I've bought one of these in the past and it holds 14 ish grams. https://www.theespressoshop.co.uk/en/La-Pavoni-Lever-Double-Filter-Basket-Old-Group---327051/m-2191.aspx

I also have the IMS screen and basket and they're not worth the investment. Definitely get yourself a good tamper and a temperature strip to stick to the group.

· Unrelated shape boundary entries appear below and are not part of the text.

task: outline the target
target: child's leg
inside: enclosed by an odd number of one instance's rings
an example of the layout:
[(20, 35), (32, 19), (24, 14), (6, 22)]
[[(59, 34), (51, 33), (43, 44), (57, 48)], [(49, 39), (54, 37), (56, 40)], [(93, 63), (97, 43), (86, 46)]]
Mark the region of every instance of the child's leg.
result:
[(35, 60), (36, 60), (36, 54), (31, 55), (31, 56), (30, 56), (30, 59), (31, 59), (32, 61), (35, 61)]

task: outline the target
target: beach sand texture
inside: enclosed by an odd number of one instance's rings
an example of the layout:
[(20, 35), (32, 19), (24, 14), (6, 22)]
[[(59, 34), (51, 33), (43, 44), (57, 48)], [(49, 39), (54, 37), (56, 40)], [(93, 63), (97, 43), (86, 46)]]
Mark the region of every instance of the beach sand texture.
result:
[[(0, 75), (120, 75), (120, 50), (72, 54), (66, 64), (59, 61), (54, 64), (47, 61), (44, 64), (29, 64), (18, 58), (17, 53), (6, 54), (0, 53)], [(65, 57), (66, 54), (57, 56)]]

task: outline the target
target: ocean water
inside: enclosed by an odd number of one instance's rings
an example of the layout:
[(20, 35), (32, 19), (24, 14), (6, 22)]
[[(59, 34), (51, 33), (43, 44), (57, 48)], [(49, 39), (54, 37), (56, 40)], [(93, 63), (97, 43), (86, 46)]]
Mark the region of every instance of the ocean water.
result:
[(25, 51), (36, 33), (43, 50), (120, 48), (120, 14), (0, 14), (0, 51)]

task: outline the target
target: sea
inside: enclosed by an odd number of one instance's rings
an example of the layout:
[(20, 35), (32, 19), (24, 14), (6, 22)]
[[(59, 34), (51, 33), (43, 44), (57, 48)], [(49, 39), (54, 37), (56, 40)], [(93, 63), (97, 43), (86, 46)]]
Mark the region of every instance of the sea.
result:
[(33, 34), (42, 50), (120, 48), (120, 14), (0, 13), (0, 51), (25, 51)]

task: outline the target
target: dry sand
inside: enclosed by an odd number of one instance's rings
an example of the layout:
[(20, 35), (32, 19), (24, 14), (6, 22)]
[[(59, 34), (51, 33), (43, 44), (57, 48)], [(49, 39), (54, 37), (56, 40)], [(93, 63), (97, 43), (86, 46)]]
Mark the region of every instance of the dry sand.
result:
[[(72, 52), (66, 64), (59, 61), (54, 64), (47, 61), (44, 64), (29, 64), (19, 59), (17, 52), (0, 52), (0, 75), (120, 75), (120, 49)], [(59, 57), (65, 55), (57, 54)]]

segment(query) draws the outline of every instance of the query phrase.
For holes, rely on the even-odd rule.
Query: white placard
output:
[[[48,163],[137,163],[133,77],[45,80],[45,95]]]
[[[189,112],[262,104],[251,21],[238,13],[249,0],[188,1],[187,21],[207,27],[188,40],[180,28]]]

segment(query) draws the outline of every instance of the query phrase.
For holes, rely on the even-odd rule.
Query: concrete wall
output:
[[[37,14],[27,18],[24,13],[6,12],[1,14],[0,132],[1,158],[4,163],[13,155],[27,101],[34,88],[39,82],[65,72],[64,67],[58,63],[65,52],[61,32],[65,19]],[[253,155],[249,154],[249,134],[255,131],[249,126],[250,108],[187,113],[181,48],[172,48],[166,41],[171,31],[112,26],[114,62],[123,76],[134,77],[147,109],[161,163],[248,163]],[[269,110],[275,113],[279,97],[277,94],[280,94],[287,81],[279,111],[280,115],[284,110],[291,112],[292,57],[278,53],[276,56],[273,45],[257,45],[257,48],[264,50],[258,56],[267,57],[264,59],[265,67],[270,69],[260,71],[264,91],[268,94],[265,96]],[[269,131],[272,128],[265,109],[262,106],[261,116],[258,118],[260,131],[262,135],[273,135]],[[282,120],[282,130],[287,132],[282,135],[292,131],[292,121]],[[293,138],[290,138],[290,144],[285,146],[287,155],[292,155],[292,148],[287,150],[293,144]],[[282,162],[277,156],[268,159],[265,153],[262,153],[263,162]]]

Do you have a decent grinder?


----------



## Jetpac (Nov 19, 2016)

Nopapercup said:


> Sounds like you bought a good one. It's probably worth changing the rubbers in the group and lubricating it.
> 
> I've bought one of these in the past and it holds 14 ish grams. https://www.theespressoshop.co.uk/en/La-Pavoni-Lever-Double-Filter-Basket-Old-Group---327051/m-2191.aspx
> 
> ...


 I have the Rok Gc grinder which i believe should be good enough? (Again im not super well versed!)



MediumRoastSteam said:


> nope. It's rubber. 😉
> 
> I think replacing the group seals and piston seals will improve things.
> 
> see what it works going forwards. It's a learning curve.


 You were spot on, new seals arrived today and taking it apart the seals clearly have never been changed and were solid pretty much!

I replaced all the seals in the grouphead, boiler cap and also the seal in the steam valve.

Got a New tamper, 3d printed a drip tray and tamping stand.

I think its better now! Now its onto the learning part!


----------



## Jetpac (Nov 19, 2016)

Just wanted to update this with a thank you for your help!.. i did the stripping and got the base powder coated (off white RAL9010).

Repainted the badge and had a little fun with the cable. 3d printed a drip tray.

I was even able to save the original metal sticker on the side so i could reattach it.

I'm pretty pleased with how it turned out!


----------